The law also required non-medical resource centers to post signage saying that the center is not licensed as a medical facility and does not have a licensed medical provider—even though non-medical centers do not require either.
It also mandated that the disclosure be translated into as many as 13 different languages.
Finally, the statue required the disclosure to appear in any advertisement for a given center, with the disclosure’s text size even larger than the text of the advertisement itself.
During oral arguments this March, Supreme Court Justices from across the ideological spectrum indicated major concerns with the law. Liberal Justices Stephen Breyer, Elena Kagan, Ruth Bader Ginsburg, and Sonia Sotomayor—all of whom dissented from the decision—each challenged California’s burdensome and discriminatory requirements.
“I mean, it is one thing just to say: ‘We are not a licensed medical provider,’” said Justice Ginsburg. “But if you have to say those two sentences in 13 different languages, it can be very burdensome.”
Just how burdensome the edict would become was perfectly depicted in this image from the amicus brief of Heartbeat International, a pregnancy help network of over 2,600 affiliates.
Danielle White, legal counsel for Heartbeat International, lauded Friday’s order as a positive conclusion to an unnecessary three-year legal saga.
“From the outset, this law was so unconstitutional on its face, it should have never been pursued by the California legislature,” White said. “Other states and cities would be wise to reject calls to restrict free speech and the costly legal battles that ensue over such clearly unconstitutional legislation.”

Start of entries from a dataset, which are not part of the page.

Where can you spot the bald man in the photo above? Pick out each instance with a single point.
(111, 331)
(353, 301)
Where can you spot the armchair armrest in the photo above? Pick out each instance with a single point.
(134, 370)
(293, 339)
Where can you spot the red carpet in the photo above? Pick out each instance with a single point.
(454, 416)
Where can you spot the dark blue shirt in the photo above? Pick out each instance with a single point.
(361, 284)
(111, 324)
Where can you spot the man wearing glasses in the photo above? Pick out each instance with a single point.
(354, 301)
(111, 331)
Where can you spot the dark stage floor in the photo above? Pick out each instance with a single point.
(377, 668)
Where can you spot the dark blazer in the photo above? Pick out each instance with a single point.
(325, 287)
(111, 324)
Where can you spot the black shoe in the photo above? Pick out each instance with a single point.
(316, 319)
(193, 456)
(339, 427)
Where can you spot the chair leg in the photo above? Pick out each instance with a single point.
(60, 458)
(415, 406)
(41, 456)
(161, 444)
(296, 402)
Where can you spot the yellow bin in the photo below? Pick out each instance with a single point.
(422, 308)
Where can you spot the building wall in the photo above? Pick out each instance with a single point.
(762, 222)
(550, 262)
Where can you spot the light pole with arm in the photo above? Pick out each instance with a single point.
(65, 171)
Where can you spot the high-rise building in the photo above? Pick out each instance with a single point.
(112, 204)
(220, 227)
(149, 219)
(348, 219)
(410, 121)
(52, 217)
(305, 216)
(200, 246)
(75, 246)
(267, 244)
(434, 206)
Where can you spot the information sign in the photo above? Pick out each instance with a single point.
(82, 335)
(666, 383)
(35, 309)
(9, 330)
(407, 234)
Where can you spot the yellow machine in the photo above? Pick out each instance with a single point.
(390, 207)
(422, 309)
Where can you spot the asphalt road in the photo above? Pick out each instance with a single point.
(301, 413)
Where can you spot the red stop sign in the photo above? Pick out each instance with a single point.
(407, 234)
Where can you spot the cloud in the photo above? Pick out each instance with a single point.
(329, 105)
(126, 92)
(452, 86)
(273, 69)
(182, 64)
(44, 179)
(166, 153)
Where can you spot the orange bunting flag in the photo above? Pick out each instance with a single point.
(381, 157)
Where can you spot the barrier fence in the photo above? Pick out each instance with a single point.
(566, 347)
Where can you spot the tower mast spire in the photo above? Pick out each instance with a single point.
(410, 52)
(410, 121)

Since NIFLA was decided in June, a federal district court struck down a Hawaii law and the city of Baltimore’s spending board voted to pay $1.1 million to cover the legal fees of Greater Baltimore Center for Pregnancy Concerns—a pregnancy help center that serves 1,200 clients annually—after a federal court ruled in January that the city law violated the center’s First Amendment rights.
Despite the mounting losses, other cities and states have persisted in advancing their own onerous measures.
On October 1, Hartford, Connecticut began the enforcement of its law which targets the city’s lone pregnancy help center with a disclosure order similar to California‘s.
One state representative in Michigan is currently advancing his own version of the unconstitutional law, and the state of Illinois is continuing to push its law forcing medical providers to inform patients about abortion, even if it violates the provider’s religious beliefs or moral values.
“Following Friday’s order, we remain encouraged that attacks like these will not prevail,” said White. “We are hopeful that as the record free speech victories grows, pro-life pregnancy centers will be free to serve women and their children at a remarkable rate, unburdened by the unfair dictates of Big Abortion.”